I took a little time to go through the tutorial, and discovered that the language is very much like the domain-relational calculus, meaning that it expresses a schema in terms of sets and relationships between them. It actually seems like a terrific language for designing object schemas and expressing constraints over them. It’s gotten me to wondering whether I could perhaps find a way to extend this Python cookbook recipe for expressing prolog-like rules to support the full expressiveness of Alloy, but using a nice Pythonic syntax.

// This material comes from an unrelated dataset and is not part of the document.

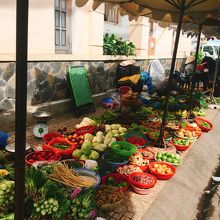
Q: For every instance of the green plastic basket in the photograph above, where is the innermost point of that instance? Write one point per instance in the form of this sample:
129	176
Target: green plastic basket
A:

One of the big problems in expressing schemas compactly in pure Python is that you often need to be able to refer to types before they are defined. For example, if you want to say that a FileSystemObject has a parent that is a Directory, but Directory is a kind of FileSystemObject, then you have a forward reference that can’t be easily expressed in today’s Python. The schema definition tools that I created for Chandler and PEAK both work around this by either requiring the later type (Directory) to define an inverse relationship that then links to the forward relationship, or else use strings to refer to types not yet defined. Neither of these approaches is particularly satisfactory.
So the advantage of the clever cookbook recipe is that it simply makes all names in a function body have a symbolic meaning, automatically creating objects for those names and executing the function code in a context where the names are bound. Then, traditional operator-overloading techniques can take over from there. It seems like one could use this to define a schema with something like:
@schema def foo(): + FSObject(parent = Dir) + Dir(contents = set[FSObject]) < FSObject + File < FSObject
Okay, so that’s not exactly pretty. In fact, about the only good thing about it is that it allows forward references. But I do plan to study Alloy’s reference manual and see if I can find a more natural mapping from its concepts to Python. The forward-reference issue is actually a pretty minor problem, compared to the issue of trying to concisely express generalized set constraints like “no directory can be a child of itself” in Python. These are just a few of the things needed to implement my utopian dreams for peak.schema, that effectively require a logic or set (mini-)language to sort out.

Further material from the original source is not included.